La mission impossible dei centri per l’impiego

Rimane comunque il problema dell’efficienza dei centri per l’impiego. Con i loro 8 mila dipendenti si prendono carico ogni anno di quasi due milioni di persone, ma alla fine trovano lavoro ad appena 37 mila. Marco Ruffolo su Repubblica spiega oggi che sarà difficile allineare i tempi della riforma dei centri annunciata dal governo, con l’avvio della misura su cui i Cinquestelle e l’intero esecutivo si giocano tutta la loro credibilità.

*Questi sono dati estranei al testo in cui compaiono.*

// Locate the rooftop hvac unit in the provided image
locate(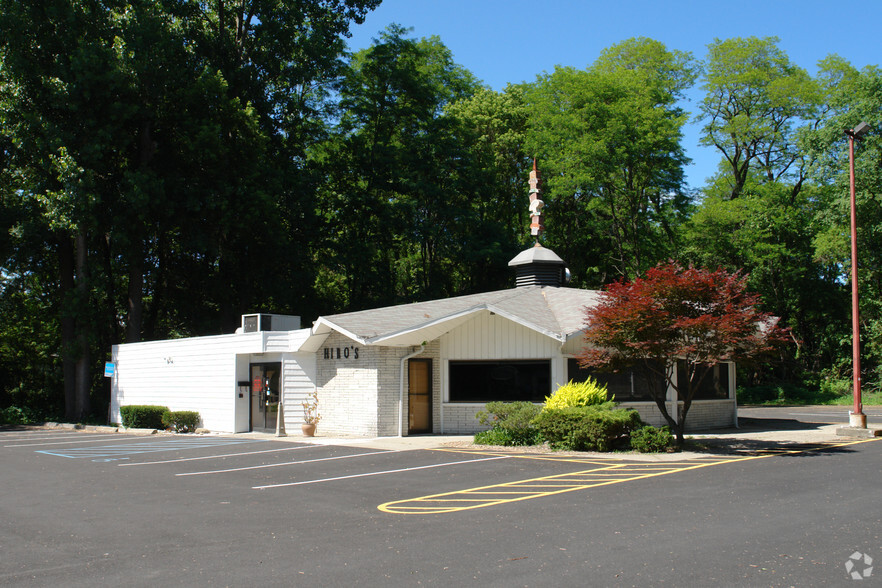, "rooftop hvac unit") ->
[242,314,300,333]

C’è da aspettarsi anzi che molti centri, soprattutto al Sud, andranno letteralmente in tilt dovendo rispondere non più agli attuali 1,7 milioni di senza lavoro (il 42% dei disoccupati e il 22% degli inattivi disposti a lavorare), ma a 6,5 milioni di poveri e pensionati al minimo. Come dire che ciascuno dei dipendenti dovrà prendersi in carico 812 persone e proporre loro fino a tre lavori. Scenario al di là di ogni buon senso se pensiamo che già ora non reggono il flusso crescente dei disoccupati. A Bari è dovuta intervenire un mese fa la polizia per sedare più di una rissa e calmare 250 cittadini in fila davanti a 4 sportellisti.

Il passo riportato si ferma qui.